As for the sound, it’s plenty loud enough and just turning the volume up to about halfway was plenty to listen to weather alerts as well as music. Note: there is a hideaway antenna, which is nice, but I would have preferred it to be a bit longer so as to improve reception. Where we are we don’t get the best of reception but I was able to get the channels I generally expected to get.
The Emergency Weather Radio: Lights
There’s a light on one end of the Skybox. The light isn’t super bright by any means but it is a bit brighter than the Champ Sidekick I reviewed previously. I’d say it’s enough to keep from tripping over things around the house. The light also tilts up and down (let’s say 25 degrees or so) which could prove useful in some situations.
There’s also a red distress lighting included that, sadly, blinks as well. For the life of me I have no idea why manufacturers think this is a good idea. If I were truly stranded in a ditch somewhere then perhaps the idea makes sense but it’s hardly bright enough to be of any actual use. I would have much rather they skipped that idea and either made the red light NOT blink (so as to preserve night vision) OR made a low setting for the actual light.
Emergency Phone Charging
One very good addition is the ability to charge a cell phone. Like the Sidekick, this isn’t going to fully recharge a typical cell phone but should provide plenty of juice to get a phone call or two out. Moreover, the battery in the Skybox is about three times the size of the Sidekick so you will be able to charge a cell phone battery.
Solar Powered, Hand Crank, etc
I like things that are solar powered. According to the manual, however, it would take about 45 hours of direct sunlight to fully charge the battery. That may sound bad but anything that has a built-in solar panel like this isn’t going to charge very fast. If you’re going to rely on solar to charge the unit during an emergency then you should limit radio play and lighting as much as possible.
As for the hand crank, it’s very similar (if not exactly the same) as the Sidekick. IMO, it’s a last-ditch effort. Granted, it’s nice to have the option. According to the manual it should take roughly four hours to fully charge the battery of continuous hand-cranking. Sounds like a great job for the kids. 😉
I should note that it does NOT take batteries which would have been a nice option in an emergency radio. There is an included AC adapter which would be great if you have an alternative power setup but otherwise useless in an emergency. Beyond that, I would have at least preferred there be a compartment to place the adapter inside for storage but there isn’t.
Like I mentioned above the display is all digital. That’s nice but it gets a bit crowded. Anyway, no big deal. I did notice that the Skybox includes a built-in temperature monitor on the display which is nice. Now you can gripe about the precise temperature you’re either sweating at or freezing from! All kidding aside, it is a good feature and one I hadn’t thought about.

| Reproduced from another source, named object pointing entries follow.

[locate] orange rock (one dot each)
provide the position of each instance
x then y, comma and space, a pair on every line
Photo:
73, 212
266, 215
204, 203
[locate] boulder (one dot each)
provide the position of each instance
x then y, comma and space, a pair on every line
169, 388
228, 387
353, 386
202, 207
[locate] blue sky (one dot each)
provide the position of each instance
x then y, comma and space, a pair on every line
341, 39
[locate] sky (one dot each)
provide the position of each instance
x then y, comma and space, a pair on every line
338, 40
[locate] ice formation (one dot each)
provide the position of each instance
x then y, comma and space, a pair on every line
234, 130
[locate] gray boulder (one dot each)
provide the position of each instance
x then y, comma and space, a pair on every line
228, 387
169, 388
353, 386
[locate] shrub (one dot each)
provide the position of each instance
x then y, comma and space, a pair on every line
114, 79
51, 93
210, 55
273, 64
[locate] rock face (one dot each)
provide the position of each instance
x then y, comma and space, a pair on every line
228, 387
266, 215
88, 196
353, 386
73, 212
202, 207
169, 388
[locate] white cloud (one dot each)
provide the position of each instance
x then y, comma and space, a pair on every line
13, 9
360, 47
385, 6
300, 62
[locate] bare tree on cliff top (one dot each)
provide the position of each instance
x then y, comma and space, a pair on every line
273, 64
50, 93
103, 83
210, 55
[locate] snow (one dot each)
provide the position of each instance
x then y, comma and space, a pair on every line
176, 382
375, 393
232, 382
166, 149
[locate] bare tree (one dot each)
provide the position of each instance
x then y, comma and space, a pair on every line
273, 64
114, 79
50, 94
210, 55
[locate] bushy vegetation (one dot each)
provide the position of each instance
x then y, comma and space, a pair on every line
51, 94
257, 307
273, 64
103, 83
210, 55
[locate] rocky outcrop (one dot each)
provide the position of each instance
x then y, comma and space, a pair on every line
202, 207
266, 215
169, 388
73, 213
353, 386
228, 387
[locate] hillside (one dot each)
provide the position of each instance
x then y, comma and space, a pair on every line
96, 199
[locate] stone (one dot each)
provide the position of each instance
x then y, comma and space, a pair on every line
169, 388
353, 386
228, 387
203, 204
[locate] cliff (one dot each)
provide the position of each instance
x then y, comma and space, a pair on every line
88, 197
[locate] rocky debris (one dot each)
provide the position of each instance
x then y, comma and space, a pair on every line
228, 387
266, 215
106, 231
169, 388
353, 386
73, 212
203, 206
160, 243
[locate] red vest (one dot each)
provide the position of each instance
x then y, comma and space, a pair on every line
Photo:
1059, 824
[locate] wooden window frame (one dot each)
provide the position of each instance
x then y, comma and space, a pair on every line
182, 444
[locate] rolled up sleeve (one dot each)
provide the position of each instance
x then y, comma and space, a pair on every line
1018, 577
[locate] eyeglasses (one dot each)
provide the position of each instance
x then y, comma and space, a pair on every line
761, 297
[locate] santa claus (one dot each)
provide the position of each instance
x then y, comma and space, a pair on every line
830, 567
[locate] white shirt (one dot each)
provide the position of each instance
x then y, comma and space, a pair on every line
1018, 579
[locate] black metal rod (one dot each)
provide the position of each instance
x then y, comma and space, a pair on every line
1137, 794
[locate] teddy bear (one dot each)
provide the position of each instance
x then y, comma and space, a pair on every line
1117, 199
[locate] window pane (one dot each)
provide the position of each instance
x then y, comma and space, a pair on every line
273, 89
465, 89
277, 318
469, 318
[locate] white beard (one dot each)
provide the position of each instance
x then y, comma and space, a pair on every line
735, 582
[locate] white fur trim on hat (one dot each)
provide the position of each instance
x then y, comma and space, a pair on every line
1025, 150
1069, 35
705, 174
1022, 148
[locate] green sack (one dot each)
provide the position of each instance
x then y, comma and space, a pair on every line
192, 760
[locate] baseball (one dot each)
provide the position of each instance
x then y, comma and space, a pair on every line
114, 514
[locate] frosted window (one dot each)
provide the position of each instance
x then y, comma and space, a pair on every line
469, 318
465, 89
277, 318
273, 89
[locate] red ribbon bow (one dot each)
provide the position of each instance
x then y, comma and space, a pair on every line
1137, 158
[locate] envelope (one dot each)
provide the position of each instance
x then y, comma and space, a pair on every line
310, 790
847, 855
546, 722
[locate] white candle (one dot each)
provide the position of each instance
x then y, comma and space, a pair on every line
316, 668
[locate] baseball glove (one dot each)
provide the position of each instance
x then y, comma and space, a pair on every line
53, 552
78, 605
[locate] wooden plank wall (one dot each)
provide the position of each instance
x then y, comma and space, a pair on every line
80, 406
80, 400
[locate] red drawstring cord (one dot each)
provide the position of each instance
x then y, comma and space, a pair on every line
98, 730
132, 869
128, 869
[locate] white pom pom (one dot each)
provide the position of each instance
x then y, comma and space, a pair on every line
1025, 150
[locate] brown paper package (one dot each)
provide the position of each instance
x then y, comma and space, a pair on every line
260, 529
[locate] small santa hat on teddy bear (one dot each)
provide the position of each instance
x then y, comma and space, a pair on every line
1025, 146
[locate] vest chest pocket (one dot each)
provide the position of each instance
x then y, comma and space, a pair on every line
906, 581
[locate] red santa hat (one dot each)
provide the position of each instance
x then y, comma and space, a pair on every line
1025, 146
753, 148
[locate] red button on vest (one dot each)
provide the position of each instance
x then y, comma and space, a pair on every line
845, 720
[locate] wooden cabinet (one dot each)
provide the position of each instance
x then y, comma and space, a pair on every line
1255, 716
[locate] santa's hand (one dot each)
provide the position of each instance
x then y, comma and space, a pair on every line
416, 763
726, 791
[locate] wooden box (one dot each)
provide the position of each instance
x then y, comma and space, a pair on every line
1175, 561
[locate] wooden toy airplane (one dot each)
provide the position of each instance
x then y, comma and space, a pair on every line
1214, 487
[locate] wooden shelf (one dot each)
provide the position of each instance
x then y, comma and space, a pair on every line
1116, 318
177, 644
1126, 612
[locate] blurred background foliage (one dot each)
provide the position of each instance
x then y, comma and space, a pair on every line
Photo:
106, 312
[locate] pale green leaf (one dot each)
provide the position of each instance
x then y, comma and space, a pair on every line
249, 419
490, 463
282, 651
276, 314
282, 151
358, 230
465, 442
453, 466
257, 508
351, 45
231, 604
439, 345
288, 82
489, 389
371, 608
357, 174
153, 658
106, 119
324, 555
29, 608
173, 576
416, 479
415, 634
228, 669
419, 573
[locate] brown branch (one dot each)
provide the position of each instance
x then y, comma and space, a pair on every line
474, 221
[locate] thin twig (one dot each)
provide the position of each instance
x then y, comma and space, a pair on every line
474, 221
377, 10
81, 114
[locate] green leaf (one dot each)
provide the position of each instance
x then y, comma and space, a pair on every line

If you’re so inclined, the Skybox has bluetooth capability, meaning you can sync something like a iPhone or iPad to it and play your favorite music. I can’t say this is an especially useful feature during an emergency but, hey, at least you won’t have to wait for the radio station to play your favorite songs. 🙂
The Skybox also has an alarm and sleep timer feature.
Overall, there’s a lot packed into the Champ Survival Skybox emergency weather radio. The price is a bit steep at nearly $100 but you’re not buying a cheapo emergency radio here. I feel like it’s a quality radio that will suit your needs during an emergency. And with the added features of a light, solar powered, hand-crank, USB phone charger, and more… it works as advertised.